With Planning Minister Nick Boles promising a more local approach to developments - with residents being able to stipulate where housing should be developed via the Neighbourhood Plan - will this thwart unnecessary, unsustainable, badly located builds?
A spokesperson at The Planning Inspectorate HQ said that the department does not currently examine the Neighbourhood Plan and that its ‘weight is limited’ until it is adopted by the Statutory Development Plan.
The spokesperson told the County Times: “The Inspectorate does not have any role in producing or, at present, examining Neighbourhood Plans. Such plans are required to be consistent with the strategic objectives of the Local Planning Authority’s Statutory Development Plan and, once approved, become part of it. Their weight is necessarily limited, however, until they are adopted.”
However, the Planning Inspectorate only has an average of 34 percent of appeals ruled in favour of the developer a year.
The spokesperson continued: “For their decisions to be lawful, Inspectors must explain their judgments which must be based on a rational and reasonable approach to policies, evidence and other material planning considerations brought to their attention, including of course by the parties at a local level.
“That provides the long-standing open, impartial and democratic basis upon which Parliament has decided that appeals should be determined.”
In recent weeks, the Inspectorate has dismissed two appeals against HDC’s decisions to reject applications in Horsham.
The first was a scheme for 14 homes on the site of former day care centre Harwood House in Kings Road.
While HDC rejected plans back in June 2013 citing an inappropriate mix of housing and an inefficient use of land, the inspector rejected the appeal on the lack of infrastructure and community contributions.
The second was by supermarket giant Tesco for a cash machine outside their new store in Brighton Road on the site of the old Silver Wok restaurant.
In this case the inspector upheld HDC’s decision because of the proposal’s impact on neighbouring residential properties if the machine was used outside of the store’s opening hours.

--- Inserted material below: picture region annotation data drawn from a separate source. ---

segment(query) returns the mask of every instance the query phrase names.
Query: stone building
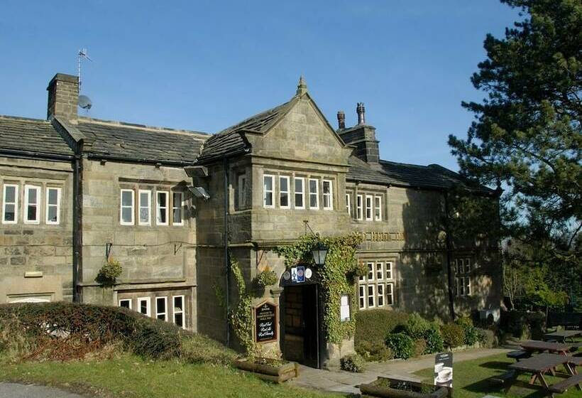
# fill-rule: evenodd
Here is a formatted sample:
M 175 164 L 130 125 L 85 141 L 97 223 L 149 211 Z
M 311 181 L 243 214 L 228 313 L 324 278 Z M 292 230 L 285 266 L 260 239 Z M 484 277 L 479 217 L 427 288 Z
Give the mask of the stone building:
M 356 125 L 339 112 L 334 129 L 302 79 L 288 102 L 207 134 L 79 117 L 74 76 L 48 90 L 48 120 L 0 117 L 0 302 L 126 306 L 231 342 L 230 253 L 248 284 L 267 267 L 280 279 L 253 301 L 275 306 L 277 338 L 265 347 L 321 367 L 353 341 L 325 341 L 315 279 L 290 279 L 273 252 L 309 228 L 363 239 L 358 308 L 337 308 L 347 317 L 398 308 L 447 319 L 500 305 L 495 240 L 441 227 L 452 190 L 498 193 L 438 165 L 381 160 L 363 104 Z M 108 262 L 123 267 L 112 286 L 98 277 Z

Horsham district councillor Godfrey Newman (LDem, Forest) welcomed the decision and said: “I think it’s very good news for the local community because that’s the conclusion the inspector made.”
Mike Dancy, who lives in St Leonards Road near the Tesco Express store, was delighted by the inspector’s decision and described it as a victory for common sense.
The Planning Inspectorate spokesperson said: “Whilst, as in the courts, individual cases are considered on their own merits, history demonstrates that Planning Inspectors uphold the majority of local council decisions.
“Inspectors take the local plan as the starting point when they consider any appeal, and Planning Inspectors play a key role in ensuring that Local Planning Authorities produce sound Development Plan documents through the examination of draft plans.”
This week, more than 100 Henfield residents attended the first hearing at a development inquiry to build 102 homes in their village, which was rejected by the district council in August 2013 on the grounds of over-development in a rural area.
But in 2011, consent for a 102 home development in Henfield was successfully won on appeal by developer Welbeck Strategic Land LLP.
HDC incurred huge costs for not providing an adequate reason for causing delays in the process.
The Planning Inspectorate spokesperson said an award of costs will be made if it is proven that the party acted ‘unreasonably’. “Parties to appeal and other proceedings are normally expected to meet their own expenses. But if an application for costs is made, the Secretary of State or Planning Inspector may make an award of costs where one party has behaved ‘unreasonably’ and has caused another party to incur unnecessary expense as a result,” said the spokesperson.
Also waiting for a result is Wates Developments’ appeal to build 102 homes by Melton Drive, Storrington - a village that has been labelled a health risk by the EU for its high level of air traffic pollution.
The Planning Inspectorate said it was unable to comment whether it would take into consideration EU’s statistics.